何故「反ワクチン」なのか。「ワクチン」は、その病気を患わないように、あるいは病気回復するために使用するものだから、「ワクチンが効きます」というのは普通の話し。逆に、「ワクチンは効きます」という記事を書いて、一人でも問題となる事象が発生してしまうと、それを理由に責任問題に発展するリスクもあります。一方で、「確かに効果的なワクチン化もしれないが、こう言うリスクがある」という言い方をすると、それは事実の一つでもあるだろうから嘘では無いし、人の興味も引きつけられる。さらには、万が一の場合には「弊社の記事は警鐘を鳴らしていた」と言い訳も出来る。勿論、最初からそう言う筋立てを狙って批判的な、あるいは「反○〇」的な記事を掲載しているわけでは無いと思うけれど、人の幸福な話は興味ないけれど、不幸には興味をひかれるという暗黙の了解みたいな物を想定して、そう言う生地が受けるのだろうし、それがビジネスに繋がるとなればやはりそう言う傾向に傾いていくのは仕方ないとは思う。でも、そう言う否定的な内容であっても、誤解を招く表現や内容は許されないわけで、特に記事の見出しともなれば、言ってみれば「記事」を商品と考えたら、その「包装紙」みたいな物。

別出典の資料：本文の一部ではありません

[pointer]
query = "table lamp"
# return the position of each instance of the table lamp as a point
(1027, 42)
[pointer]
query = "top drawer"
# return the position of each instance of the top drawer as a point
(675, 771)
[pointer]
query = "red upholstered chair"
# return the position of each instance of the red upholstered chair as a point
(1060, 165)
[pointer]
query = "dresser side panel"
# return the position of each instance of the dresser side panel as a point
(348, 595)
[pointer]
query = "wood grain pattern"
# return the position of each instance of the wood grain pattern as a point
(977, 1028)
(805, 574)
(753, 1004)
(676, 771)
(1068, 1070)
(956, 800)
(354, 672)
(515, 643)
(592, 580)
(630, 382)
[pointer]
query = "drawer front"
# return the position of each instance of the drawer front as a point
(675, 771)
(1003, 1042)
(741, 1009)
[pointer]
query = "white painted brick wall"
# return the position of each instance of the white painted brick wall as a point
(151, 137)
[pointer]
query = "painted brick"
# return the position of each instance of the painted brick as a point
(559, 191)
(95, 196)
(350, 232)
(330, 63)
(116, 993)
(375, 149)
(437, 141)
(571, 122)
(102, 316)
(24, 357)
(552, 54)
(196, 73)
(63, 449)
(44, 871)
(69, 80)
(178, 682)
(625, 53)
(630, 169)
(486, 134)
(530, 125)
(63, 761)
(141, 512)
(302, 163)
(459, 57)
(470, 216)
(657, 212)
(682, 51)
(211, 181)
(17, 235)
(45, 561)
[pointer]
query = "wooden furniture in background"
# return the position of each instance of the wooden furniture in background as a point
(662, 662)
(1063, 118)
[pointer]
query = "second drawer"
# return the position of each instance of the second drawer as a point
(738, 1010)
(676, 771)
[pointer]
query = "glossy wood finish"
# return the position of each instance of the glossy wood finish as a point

先日、「LARGER」のミススペルで一時販売を中止したビールがあったけれど、あれが同じミススペルでも「BEER」が「WATER」だったら、問答無用で販売中止にしないと拙いでしょう。水と間違えてビールを飲んでしまい、それで健康被害が発生するリスクが生まれてしまうから。今回の場合も、ワクチンを否定して居るわけでは無いのに、見出しでは専門家ですら「3割」しかいない、という誤解を植え付ける見出しを付けているわけで、それはビールを水と間違えるリスク以上に深刻な話だと思う。こちらの佐々木氏のラジオ番組の発言最後の方に、

それぞれの記者、もしくはデスククラス、彼らがいちばん重心を置いているのは「社会正義」なのです。ですから、今回の問題はお金や利益のためという話ではなくて、「歪んだ社会正義の問題」なのです。

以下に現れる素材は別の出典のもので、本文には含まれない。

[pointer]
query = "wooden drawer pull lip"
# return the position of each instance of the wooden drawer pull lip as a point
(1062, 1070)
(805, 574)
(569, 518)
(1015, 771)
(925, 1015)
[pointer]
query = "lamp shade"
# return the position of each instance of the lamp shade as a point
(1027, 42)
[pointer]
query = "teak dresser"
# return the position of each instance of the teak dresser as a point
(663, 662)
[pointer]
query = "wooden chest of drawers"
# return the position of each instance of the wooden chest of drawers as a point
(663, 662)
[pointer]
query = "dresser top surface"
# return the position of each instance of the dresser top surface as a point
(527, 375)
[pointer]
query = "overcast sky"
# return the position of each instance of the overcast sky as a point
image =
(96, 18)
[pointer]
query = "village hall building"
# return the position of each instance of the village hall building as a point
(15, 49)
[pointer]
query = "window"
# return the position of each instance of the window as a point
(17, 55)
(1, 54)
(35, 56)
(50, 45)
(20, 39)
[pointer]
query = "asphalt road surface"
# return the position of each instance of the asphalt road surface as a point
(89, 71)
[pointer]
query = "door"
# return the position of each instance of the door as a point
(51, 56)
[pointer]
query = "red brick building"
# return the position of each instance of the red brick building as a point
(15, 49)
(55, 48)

という言葉が有り、凄く納得いく気がします。事実ではなく「真実」を報道すると言うことは、そこに主観が入ってくるわけで、その時に「自分の信じる正義」が規準になれば、それはその人にとっては正しくとも、社会全般からみたら「歪んでいる」可能性は大きいでしょうね。 本来なら、ネットが補正をして行き、それによってメデイアも補正して収束することで、どちらも情報伝達手段として適正な媒体になるはずなのが、メディアはそれを否定している現在、ますます歪みが増大しているように感じます。そう言う前提で、我々は情報に接して収集して判断するという、より複雑で高度な「情報リテラシー」を持たないといけない時代にますますなっていますね。